Microsoft Access, an Office program for database management, will be included with the other Office programs in the Office 365 Business and Business Premium plans, starting next month. This is irrelevant for many businesses that have no reason to use Access. For the rest, this is classic Microsoft: it’s good news, but it has some complicated bits.
Let’s take a minute to review how the Office programs are licensed now.
• Businesses obtain licenses to install the Office programs on Windows PCs and Macs through Microsoft’s business Office 365 services.
• Home users and individuals license the Office programs with subscriptions associated with Microsoft’s personal accounts. The personal subscriptions are not changing. More info about Microsoft business and personal accounts here.

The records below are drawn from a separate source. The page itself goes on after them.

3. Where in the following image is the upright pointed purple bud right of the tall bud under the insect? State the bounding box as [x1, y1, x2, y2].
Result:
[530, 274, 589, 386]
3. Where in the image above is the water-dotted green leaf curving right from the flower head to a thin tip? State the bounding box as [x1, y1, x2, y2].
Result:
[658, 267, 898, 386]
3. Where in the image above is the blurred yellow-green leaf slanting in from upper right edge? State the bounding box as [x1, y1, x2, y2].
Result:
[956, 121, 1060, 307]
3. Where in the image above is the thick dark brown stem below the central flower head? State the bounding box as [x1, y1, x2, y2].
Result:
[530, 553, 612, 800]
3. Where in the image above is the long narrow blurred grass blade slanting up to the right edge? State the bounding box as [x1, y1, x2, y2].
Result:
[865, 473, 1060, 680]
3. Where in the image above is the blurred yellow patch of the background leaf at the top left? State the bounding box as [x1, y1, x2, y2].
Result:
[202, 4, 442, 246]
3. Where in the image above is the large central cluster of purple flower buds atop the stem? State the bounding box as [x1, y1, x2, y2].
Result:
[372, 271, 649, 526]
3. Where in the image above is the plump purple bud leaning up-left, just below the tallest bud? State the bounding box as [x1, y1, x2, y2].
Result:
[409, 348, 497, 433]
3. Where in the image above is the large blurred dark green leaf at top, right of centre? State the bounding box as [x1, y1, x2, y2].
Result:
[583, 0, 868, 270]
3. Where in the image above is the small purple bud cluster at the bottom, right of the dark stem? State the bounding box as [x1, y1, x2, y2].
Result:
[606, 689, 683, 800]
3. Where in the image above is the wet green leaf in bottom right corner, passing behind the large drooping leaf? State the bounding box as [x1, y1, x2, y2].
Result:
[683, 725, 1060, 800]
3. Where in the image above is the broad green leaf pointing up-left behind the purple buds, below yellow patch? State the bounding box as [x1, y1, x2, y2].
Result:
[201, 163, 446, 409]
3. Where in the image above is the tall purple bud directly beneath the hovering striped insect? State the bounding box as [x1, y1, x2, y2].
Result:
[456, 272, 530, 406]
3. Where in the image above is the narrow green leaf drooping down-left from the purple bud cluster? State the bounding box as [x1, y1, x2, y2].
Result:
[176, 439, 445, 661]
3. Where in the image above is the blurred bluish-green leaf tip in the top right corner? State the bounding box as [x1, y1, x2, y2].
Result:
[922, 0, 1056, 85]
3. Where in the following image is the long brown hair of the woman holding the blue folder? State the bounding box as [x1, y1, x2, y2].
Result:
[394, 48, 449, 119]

There are three Office 365 subscriptions for small businesses.
• Office 365 Business Essentials – an Exchange mailbox
• Office 365 Business – a license to install the Office programs (Outlook, Word, Excel, Powerpoint, OneNote, Publisher)
• Office 365 Business Premium – an Exchange mailbox AND a license for the Office programs
Microsoft has made it easier to mix and match subscriptions. A business can have any combination of plans and switch licenses around as necessary. (Microsoft bills for each plan separately, which is why businesses have multiple charges from Microsoft on their credit card statements each month.)
Now add one more plan: Office 365 ProPlus is a separate and oddly expensive subscription for the same Office programs plus Access.
Until now that has meant that if an employee needed Access, the business would get (1) a Business Essentials subscription for the mailbox, plus (2) a subscription to Office 365 ProPlus.
If you’re following this (and my god, who would?), that means a monthly charge of $12.50 for an employee with Business Premium versus a charge of $17 for an employee with Business Essentials and ProPlus – exactly the same setup except for Access. That’s a healthy premium for running Access!
Starting in December, Access will be installed with the other Office programs when those are licensed with Business and Business Premium subscriptions. That has two consequences.
• Microsoft intends to install Access automatically in the background next month. Alert employees with Business and Business Premium subscriptions will suddenly find Access on their Start menu. Come to think of it, that has zero effect on any normal person. I don’t think I’ve ever seen anyone study their Start menu hoping to discover something new. Maybe there will be an announcement like the unexpected popups Microsoft has started displaying when the Office programs are updated every month. “NEW! Display color-coded rabbit emojis on Excel pivot table formula macro validation!”
• Small businesses with ProPlus subscriptions can save some money by switching to cheaper Business Premium subscriptions. But there’s a price that goes along with that: the Office programs have to be completely uninstalled from a computer tied to the ProPlus subscription, then reinstalled from the Business Premium subscription. Same employee, same programs, but Microsoft’s license whims must be satisfied. Installing the Office programs is a much smoother process than it used to be so this is not wildly time-consuming, and frequently it goes smoothly. (Not always. I’ve repaired corrupted Outlook profiles too frequently to claim it goes smoothly all the time.) The annoying part is just the idea that it’s necessary to pay me for half an hour of work to save $4.50/month.
If you’re watching Microsoft’s business evolve, the interesting thing is tucked at the end of the announcement about the changes in the plans. This is actually a continuation of Microsoft’s shift to becoming an enterprise-focused company. Microsoft doesn’t care if small businesses fuss with their subscriptions. Instead it’s hoping to convince enterprises to increase their use of Access and buy the expensive ProPlus subscriptions. Microsoft is building connectors so Access can work on data from other enterprise sources – “OData Feed, Dynamics CRM, Salesforce and Amazon Redshift,” according to Microsoft. “There are even more new data sources on the way.”
Microsoft is an enterprise-focused cloud vendor. Look at all of its announcements through that lens.